In the United States, commercial eggs are washed in warm water and detergent to remove the cuticle and any potential shell contamination (the biggest concern is salmonella). In the UK, hens are vaccinated to prevent the transmission of salmonella and the cuticle is left in place as a natural barrier. But that said, there is a case for refrigerating eggs wherever you go. According to “The New Food Lover’s Companion”, eggs at room temperature “lose more quality in a day than a week in the refrigerator”. In our view, prevention is better than cure.
How to store eggs?
If you are in the United States, you must store eggs in the refrigerator. Your fridge door probably has a nice little shelf, which fits an egg carton perfectly, but don’t use it.
Here’s why: 1) The door is warmer than the rest of the refrigerator (and the warmer the environment, the faster the egg quality degrades). 2) The door moves every time you open it, and the more an egg moves, the thinner its white becomes. In addition, it will be constantly exposed to hot air when you open the door every 20 minutes to get a snack.
Additionally, eggs are very susceptible to absorbing odors from other foods, which is why you should either store them in the container they came in or transfer them to an airtight container; avoid open-format containers where they would be exposed to the air circulating in the refrigerator. Whether you keep them in their original container or otherwise, keep them on the bottom shelf toward the back of the refrigerator. This way they will be in the coldest section of the fridge while still being away from other foods. If you break an egg, it will create less of a mess on multiple shelves if it is on the lowest rack.
How do you know if eggs are good or bad?
After opening an egg, there are several signs of freshness:
- Thick whites that do not spread significantly
- A slight odor (“an old egg will smell like damp grass or straw,” according to “The Joy of Cooking”
- A large yolk in the shape of a dome
- Noticeable chalazae (those opaque white cords that help anchor the yolk)

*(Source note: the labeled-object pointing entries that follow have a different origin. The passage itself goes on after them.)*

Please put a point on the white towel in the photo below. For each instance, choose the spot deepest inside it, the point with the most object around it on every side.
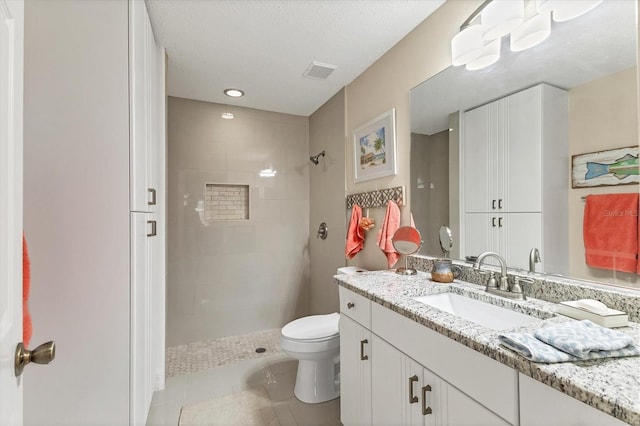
(533, 349)
(580, 338)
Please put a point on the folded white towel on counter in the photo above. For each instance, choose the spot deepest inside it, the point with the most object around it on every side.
(580, 338)
(536, 350)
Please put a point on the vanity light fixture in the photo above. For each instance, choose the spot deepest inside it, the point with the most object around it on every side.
(527, 22)
(234, 93)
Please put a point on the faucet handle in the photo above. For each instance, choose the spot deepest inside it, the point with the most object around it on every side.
(516, 287)
(492, 283)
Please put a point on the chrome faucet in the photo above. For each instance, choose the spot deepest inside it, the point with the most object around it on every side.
(502, 288)
(534, 257)
(504, 284)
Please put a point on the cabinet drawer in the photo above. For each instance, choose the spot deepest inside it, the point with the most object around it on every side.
(355, 306)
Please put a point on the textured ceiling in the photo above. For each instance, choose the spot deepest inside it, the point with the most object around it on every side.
(264, 46)
(597, 44)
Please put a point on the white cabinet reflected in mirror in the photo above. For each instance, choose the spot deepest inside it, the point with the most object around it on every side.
(592, 59)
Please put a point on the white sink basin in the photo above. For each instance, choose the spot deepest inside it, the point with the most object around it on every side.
(482, 313)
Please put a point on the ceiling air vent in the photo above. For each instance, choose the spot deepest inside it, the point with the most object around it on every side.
(319, 71)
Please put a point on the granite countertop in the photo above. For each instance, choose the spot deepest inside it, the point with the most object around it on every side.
(610, 385)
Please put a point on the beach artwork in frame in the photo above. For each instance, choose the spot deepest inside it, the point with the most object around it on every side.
(605, 168)
(375, 147)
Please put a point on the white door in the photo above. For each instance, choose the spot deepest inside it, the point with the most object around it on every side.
(11, 64)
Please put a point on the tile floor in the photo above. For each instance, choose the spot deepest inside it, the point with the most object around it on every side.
(271, 374)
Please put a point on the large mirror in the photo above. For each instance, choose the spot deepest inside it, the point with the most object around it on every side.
(593, 58)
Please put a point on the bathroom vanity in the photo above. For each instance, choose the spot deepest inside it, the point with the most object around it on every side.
(406, 362)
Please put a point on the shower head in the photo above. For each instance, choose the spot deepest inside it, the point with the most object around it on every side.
(315, 159)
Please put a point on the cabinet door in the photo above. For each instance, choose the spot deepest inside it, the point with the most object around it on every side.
(477, 161)
(142, 76)
(542, 405)
(389, 403)
(355, 373)
(142, 240)
(461, 410)
(523, 151)
(428, 411)
(479, 234)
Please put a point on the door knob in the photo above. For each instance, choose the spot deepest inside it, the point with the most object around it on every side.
(43, 354)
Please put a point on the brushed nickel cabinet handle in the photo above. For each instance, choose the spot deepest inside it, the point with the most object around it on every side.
(363, 357)
(425, 410)
(152, 191)
(153, 228)
(412, 398)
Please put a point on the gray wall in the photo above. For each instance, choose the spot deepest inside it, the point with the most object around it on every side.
(233, 277)
(430, 187)
(326, 132)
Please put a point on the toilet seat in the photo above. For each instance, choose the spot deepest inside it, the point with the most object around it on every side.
(315, 328)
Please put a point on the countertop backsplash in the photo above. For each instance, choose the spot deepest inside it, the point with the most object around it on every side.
(550, 288)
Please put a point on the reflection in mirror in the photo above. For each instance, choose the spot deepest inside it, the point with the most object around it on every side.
(446, 240)
(592, 58)
(406, 240)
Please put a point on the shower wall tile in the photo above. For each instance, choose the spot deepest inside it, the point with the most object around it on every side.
(236, 276)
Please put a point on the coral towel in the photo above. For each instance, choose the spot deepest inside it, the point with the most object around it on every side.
(610, 231)
(389, 226)
(355, 235)
(27, 328)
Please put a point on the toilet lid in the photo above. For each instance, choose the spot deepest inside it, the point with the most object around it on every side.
(312, 327)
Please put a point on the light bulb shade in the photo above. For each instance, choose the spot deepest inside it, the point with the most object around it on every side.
(467, 45)
(564, 10)
(500, 17)
(533, 31)
(490, 55)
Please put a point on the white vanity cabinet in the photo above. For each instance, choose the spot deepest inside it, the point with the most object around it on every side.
(146, 98)
(514, 159)
(355, 359)
(541, 405)
(395, 371)
(512, 235)
(146, 198)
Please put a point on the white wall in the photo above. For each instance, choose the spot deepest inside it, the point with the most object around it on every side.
(76, 209)
(384, 85)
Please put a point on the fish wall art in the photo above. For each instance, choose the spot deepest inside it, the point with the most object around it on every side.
(605, 168)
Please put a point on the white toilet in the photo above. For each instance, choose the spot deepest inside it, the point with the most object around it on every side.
(315, 342)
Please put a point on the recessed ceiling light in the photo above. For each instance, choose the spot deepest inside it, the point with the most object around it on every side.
(234, 93)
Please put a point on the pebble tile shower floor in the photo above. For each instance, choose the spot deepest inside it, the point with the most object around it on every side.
(225, 382)
(199, 356)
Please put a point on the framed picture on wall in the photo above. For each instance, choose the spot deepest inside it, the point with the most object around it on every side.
(605, 168)
(374, 145)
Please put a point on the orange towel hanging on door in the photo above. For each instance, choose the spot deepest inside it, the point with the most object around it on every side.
(389, 226)
(610, 231)
(355, 235)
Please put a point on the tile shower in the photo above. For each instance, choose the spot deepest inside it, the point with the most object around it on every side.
(245, 269)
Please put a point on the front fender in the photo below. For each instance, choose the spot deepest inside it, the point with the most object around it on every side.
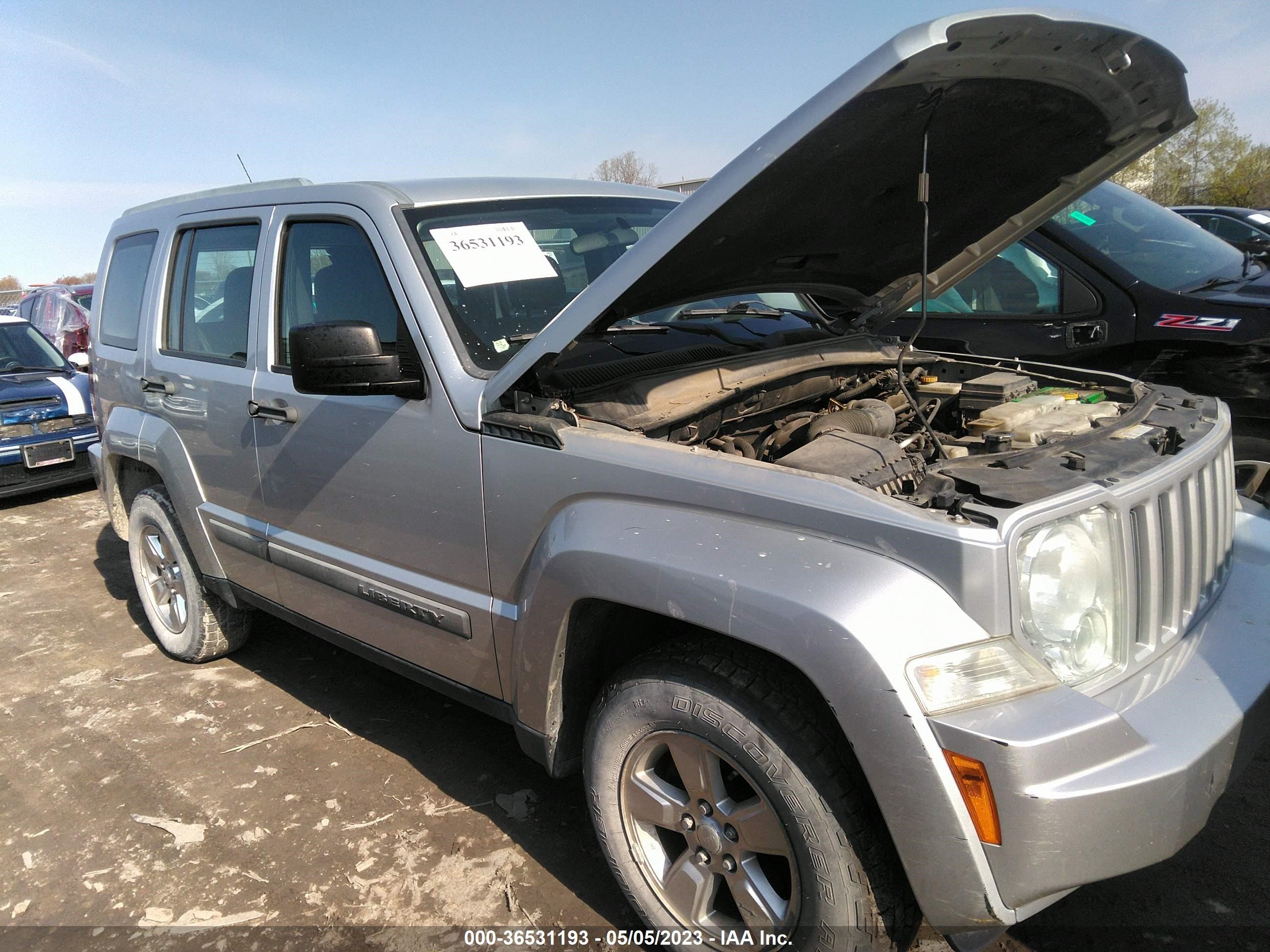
(846, 618)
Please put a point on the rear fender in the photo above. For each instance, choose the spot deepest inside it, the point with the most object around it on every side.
(130, 433)
(846, 618)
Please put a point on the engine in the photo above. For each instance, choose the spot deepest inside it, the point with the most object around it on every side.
(872, 429)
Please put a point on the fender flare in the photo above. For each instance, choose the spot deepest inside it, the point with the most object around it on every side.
(832, 610)
(135, 434)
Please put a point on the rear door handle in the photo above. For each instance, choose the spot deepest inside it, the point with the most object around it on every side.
(158, 386)
(282, 414)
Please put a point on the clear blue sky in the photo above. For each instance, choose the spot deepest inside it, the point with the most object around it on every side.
(108, 104)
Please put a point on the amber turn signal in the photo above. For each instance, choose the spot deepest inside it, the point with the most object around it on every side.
(972, 780)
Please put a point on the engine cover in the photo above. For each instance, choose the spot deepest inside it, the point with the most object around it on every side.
(876, 462)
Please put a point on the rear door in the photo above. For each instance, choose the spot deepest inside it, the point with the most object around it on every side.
(376, 521)
(200, 375)
(1033, 300)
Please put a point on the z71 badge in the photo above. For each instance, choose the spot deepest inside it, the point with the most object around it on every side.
(1194, 323)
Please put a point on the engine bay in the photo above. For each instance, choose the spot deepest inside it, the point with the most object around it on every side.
(940, 433)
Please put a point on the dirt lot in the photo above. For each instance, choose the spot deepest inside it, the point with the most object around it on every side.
(364, 800)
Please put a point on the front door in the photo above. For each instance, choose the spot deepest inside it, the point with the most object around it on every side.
(201, 372)
(374, 503)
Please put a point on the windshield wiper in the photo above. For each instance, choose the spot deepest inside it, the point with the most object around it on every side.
(742, 309)
(1222, 282)
(750, 309)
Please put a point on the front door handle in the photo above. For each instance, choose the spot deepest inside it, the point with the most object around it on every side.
(158, 386)
(282, 414)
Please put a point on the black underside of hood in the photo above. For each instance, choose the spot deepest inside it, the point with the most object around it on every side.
(840, 213)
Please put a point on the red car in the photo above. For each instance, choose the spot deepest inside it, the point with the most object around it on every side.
(61, 314)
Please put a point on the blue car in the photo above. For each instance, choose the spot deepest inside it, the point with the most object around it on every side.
(46, 415)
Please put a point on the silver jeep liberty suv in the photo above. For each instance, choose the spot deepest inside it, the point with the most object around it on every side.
(840, 634)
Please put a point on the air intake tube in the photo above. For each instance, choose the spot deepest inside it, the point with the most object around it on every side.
(868, 418)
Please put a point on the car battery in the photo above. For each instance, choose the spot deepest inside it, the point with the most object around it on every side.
(995, 389)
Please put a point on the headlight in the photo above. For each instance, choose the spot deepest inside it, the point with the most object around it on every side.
(16, 430)
(975, 674)
(1071, 593)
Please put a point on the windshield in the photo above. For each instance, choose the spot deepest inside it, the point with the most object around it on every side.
(1153, 244)
(22, 347)
(510, 267)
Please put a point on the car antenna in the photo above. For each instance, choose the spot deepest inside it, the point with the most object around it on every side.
(924, 196)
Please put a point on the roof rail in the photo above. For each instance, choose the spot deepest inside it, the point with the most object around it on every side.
(222, 191)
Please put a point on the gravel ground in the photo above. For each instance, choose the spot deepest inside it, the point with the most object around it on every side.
(364, 800)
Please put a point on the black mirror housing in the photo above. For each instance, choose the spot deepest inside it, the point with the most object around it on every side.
(344, 358)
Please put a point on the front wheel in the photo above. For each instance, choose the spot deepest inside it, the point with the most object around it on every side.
(1253, 468)
(190, 623)
(726, 803)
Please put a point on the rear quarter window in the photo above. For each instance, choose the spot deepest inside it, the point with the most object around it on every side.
(125, 290)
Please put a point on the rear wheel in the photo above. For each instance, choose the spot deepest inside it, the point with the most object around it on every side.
(726, 804)
(1253, 468)
(190, 623)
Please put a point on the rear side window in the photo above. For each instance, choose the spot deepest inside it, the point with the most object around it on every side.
(125, 287)
(331, 273)
(210, 303)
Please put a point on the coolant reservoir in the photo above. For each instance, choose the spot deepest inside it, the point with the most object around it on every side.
(1022, 410)
(1061, 423)
(1095, 412)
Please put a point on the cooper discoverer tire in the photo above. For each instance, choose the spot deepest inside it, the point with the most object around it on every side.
(723, 800)
(191, 625)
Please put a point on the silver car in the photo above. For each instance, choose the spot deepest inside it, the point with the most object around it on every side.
(839, 633)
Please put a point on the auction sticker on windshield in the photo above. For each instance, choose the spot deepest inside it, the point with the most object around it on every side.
(1192, 322)
(488, 254)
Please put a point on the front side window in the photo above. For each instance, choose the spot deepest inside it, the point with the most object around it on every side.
(506, 268)
(210, 301)
(125, 290)
(1153, 244)
(1018, 281)
(332, 273)
(23, 348)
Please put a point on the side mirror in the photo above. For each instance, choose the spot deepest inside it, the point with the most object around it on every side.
(344, 358)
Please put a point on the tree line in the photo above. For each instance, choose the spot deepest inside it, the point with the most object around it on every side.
(11, 282)
(1208, 163)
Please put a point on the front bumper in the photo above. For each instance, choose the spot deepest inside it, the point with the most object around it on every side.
(1091, 787)
(16, 479)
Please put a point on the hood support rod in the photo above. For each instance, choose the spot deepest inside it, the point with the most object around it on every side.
(924, 196)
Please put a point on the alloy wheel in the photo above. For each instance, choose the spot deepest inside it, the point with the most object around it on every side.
(707, 839)
(1253, 479)
(164, 582)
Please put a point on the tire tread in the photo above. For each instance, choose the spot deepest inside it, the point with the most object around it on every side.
(845, 794)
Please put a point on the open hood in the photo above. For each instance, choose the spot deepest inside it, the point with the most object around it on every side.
(1026, 111)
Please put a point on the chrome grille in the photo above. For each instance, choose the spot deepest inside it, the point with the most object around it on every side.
(1181, 540)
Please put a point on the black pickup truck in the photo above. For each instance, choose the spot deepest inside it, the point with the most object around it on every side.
(1117, 282)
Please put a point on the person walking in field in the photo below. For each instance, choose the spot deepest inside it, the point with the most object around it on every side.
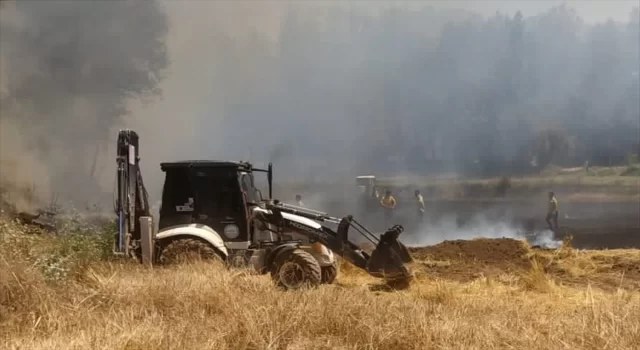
(299, 201)
(552, 211)
(389, 205)
(419, 204)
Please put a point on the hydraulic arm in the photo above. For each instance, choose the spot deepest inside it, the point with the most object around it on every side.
(387, 259)
(132, 200)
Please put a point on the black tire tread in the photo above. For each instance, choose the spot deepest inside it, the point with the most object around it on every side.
(329, 274)
(309, 264)
(177, 246)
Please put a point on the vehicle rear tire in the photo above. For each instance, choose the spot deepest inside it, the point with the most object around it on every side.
(329, 274)
(294, 269)
(188, 250)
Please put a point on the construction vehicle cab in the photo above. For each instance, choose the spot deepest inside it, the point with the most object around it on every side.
(214, 210)
(212, 193)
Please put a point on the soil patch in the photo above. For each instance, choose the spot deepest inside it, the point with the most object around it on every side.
(465, 260)
(480, 250)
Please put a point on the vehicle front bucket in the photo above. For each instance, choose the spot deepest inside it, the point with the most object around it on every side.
(388, 259)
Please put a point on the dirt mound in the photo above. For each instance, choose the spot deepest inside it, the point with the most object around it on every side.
(479, 250)
(465, 260)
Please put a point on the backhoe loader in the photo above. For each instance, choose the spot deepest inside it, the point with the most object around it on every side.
(214, 209)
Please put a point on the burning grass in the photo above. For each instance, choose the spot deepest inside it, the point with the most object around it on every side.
(121, 305)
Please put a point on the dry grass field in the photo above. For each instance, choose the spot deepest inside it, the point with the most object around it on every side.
(63, 293)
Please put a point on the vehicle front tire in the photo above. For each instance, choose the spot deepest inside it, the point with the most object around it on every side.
(296, 268)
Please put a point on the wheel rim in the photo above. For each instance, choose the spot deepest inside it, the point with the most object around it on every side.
(291, 275)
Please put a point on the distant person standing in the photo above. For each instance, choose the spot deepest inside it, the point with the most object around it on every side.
(419, 204)
(299, 201)
(552, 211)
(389, 205)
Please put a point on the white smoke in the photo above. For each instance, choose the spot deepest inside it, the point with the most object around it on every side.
(447, 228)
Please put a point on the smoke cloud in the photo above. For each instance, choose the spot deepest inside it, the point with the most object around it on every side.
(324, 90)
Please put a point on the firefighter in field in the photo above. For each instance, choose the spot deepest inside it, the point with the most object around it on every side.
(552, 211)
(419, 205)
(389, 205)
(299, 201)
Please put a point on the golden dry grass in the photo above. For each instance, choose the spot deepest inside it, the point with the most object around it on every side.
(121, 305)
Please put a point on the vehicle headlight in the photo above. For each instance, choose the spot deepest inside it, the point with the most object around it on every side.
(231, 231)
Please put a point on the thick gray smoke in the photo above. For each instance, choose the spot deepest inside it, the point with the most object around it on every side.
(325, 90)
(68, 70)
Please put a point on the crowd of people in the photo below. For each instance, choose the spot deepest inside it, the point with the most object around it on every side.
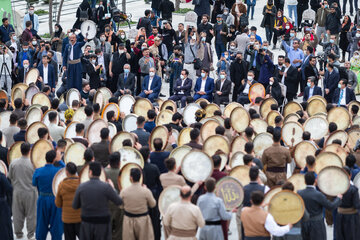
(222, 43)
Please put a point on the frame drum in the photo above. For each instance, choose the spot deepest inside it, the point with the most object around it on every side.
(196, 166)
(333, 181)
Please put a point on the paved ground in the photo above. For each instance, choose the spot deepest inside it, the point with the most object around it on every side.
(137, 9)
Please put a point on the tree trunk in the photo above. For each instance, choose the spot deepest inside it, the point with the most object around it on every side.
(59, 12)
(50, 16)
(177, 5)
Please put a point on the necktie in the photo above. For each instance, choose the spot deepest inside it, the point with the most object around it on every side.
(341, 96)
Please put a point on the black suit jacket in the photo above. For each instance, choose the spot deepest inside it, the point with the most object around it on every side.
(129, 84)
(186, 88)
(349, 96)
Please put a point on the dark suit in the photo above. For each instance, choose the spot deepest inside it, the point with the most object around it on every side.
(315, 201)
(186, 88)
(317, 91)
(330, 82)
(291, 83)
(209, 89)
(51, 76)
(129, 84)
(349, 96)
(225, 91)
(155, 87)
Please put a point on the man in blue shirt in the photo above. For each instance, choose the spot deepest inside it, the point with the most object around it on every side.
(48, 215)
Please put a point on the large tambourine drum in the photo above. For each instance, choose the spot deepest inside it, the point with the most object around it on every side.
(298, 180)
(241, 173)
(265, 107)
(70, 131)
(208, 129)
(33, 114)
(94, 129)
(130, 155)
(31, 91)
(317, 126)
(231, 191)
(270, 119)
(340, 116)
(237, 159)
(338, 134)
(142, 106)
(110, 107)
(79, 114)
(354, 135)
(88, 29)
(326, 159)
(291, 133)
(184, 136)
(287, 207)
(14, 152)
(189, 113)
(302, 150)
(164, 117)
(41, 99)
(118, 139)
(168, 103)
(75, 153)
(338, 150)
(84, 174)
(129, 123)
(316, 106)
(169, 195)
(179, 153)
(45, 118)
(126, 103)
(71, 95)
(238, 144)
(210, 109)
(31, 135)
(239, 119)
(231, 106)
(292, 107)
(216, 143)
(31, 76)
(258, 125)
(124, 175)
(256, 90)
(158, 132)
(38, 152)
(196, 166)
(3, 168)
(262, 142)
(333, 181)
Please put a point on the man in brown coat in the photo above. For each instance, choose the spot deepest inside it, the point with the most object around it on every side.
(64, 198)
(137, 199)
(275, 159)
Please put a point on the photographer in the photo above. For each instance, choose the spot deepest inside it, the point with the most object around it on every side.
(5, 63)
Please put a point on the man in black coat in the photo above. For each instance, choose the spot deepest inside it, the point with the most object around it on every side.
(315, 201)
(291, 80)
(126, 82)
(182, 88)
(222, 89)
(343, 95)
(238, 73)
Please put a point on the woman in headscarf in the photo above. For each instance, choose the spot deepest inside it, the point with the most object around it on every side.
(56, 38)
(268, 21)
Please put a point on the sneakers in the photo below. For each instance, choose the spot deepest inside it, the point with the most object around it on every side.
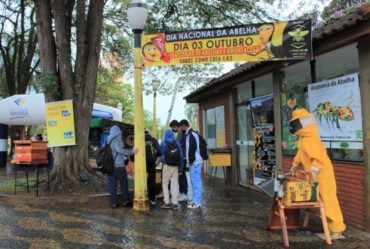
(160, 195)
(182, 197)
(193, 206)
(336, 235)
(166, 206)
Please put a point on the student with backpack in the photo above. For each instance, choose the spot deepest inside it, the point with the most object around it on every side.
(186, 191)
(119, 172)
(173, 166)
(196, 152)
(152, 152)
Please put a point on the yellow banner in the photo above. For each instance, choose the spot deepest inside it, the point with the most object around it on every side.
(255, 42)
(60, 123)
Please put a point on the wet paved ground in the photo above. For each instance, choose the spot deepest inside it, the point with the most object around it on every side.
(230, 218)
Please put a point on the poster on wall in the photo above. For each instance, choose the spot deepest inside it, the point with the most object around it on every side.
(284, 40)
(291, 100)
(60, 123)
(264, 160)
(336, 105)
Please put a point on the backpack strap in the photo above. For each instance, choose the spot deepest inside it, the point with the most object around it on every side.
(112, 150)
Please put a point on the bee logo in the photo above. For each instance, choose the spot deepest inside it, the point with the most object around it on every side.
(20, 101)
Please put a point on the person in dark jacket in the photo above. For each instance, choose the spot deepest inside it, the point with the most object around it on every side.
(120, 174)
(171, 172)
(186, 191)
(151, 168)
(195, 162)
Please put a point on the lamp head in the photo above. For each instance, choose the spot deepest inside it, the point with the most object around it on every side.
(155, 84)
(137, 13)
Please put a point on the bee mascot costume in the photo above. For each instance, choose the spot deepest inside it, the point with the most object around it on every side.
(312, 155)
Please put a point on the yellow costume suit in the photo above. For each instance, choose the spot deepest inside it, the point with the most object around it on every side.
(312, 155)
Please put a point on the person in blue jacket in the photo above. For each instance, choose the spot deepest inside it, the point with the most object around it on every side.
(120, 174)
(171, 171)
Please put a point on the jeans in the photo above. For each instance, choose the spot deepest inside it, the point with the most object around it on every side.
(196, 182)
(183, 183)
(119, 174)
(190, 188)
(151, 185)
(170, 173)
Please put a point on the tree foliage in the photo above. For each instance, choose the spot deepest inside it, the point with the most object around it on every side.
(337, 8)
(69, 36)
(17, 46)
(110, 90)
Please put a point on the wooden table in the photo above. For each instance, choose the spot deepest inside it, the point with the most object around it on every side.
(218, 160)
(30, 167)
(279, 209)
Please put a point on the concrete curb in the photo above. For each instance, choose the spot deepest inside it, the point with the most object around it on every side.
(75, 201)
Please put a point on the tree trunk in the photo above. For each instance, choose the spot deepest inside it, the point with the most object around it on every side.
(71, 163)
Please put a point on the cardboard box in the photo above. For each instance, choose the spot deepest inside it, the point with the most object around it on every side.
(300, 191)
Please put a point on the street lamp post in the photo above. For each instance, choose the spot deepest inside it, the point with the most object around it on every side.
(137, 13)
(155, 85)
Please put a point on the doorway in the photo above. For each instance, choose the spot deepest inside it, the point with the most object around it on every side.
(244, 144)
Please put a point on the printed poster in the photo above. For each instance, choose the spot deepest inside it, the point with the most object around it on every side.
(336, 105)
(264, 154)
(253, 42)
(60, 123)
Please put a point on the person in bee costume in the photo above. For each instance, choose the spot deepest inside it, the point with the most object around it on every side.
(312, 155)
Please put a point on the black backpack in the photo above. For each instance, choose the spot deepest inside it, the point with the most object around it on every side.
(105, 160)
(172, 153)
(150, 152)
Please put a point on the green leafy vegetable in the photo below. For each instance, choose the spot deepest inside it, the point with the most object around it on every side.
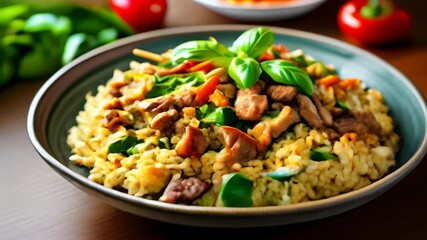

If you don’t want to break the egg, you can always try the famous float test. Which brings us to our next question. . .
Is the egg float test a myth?
Nope! It’s a simple, reliable method that’s been around for hundreds of years (English cookbook author Hannah Glasse wrote about it in 1750!). Here’s the bottom line: if the egg sinks, it’s good, and if it floats, it’s bad. But why?
“The egg as a whole loses moisture through its porous shell, so that the contents of the egg shrink and the air cell at the wide end expands,” writes Harold McGee in “On Food and Cooking”. “As an egg ages and its air chamber expands, it gradually becomes less dense.” Which means that if an egg is able to float in water, it’s dead old and you should throw it in the trash (or recycle those shells!).
Scrambled eggs with brown butter
Fried eggs in olive oil with yoghurt and lemon from Julia Turshen
There’s blood in my egg! It’s bad, right?
It’s actually good (scary but good). A spot of blood on an egg yolk isn’t a sign of spoilage, and it’s not dangerous to eat – it’s just a burst vein. The older an egg gets, the less noticeable the stain will be, so if it’s very noticeable, that’s another way to ensure the egg is fresh. Of course, if the bloodstain bothers you, you can try removing it with a paring knife or chopstick. Remember that the yolk could break. This isn’t a problem if you’re making scrambled eggs, but you might want to adopt this method if you’re making fried or poached eggs.
How do you know if a hard-boiled egg is bad?
Boiling a bunch of hard-boiled eggs and storing them in the fridge is an A+ way to get meal prep going (go for it!). But like raw eggs, they won’t stay good forever. Once hard-boiled, eggs will keep in the fridge for up to a week. Store in an airtight container, so they don’t absorb other odors. The same goes for boiled or soft-boiled eggs, but be aware that they are more delicate and more susceptible to the growth of foodborne bacteria, so remember to keep them at the back of the refrigerator (don’t forget them!).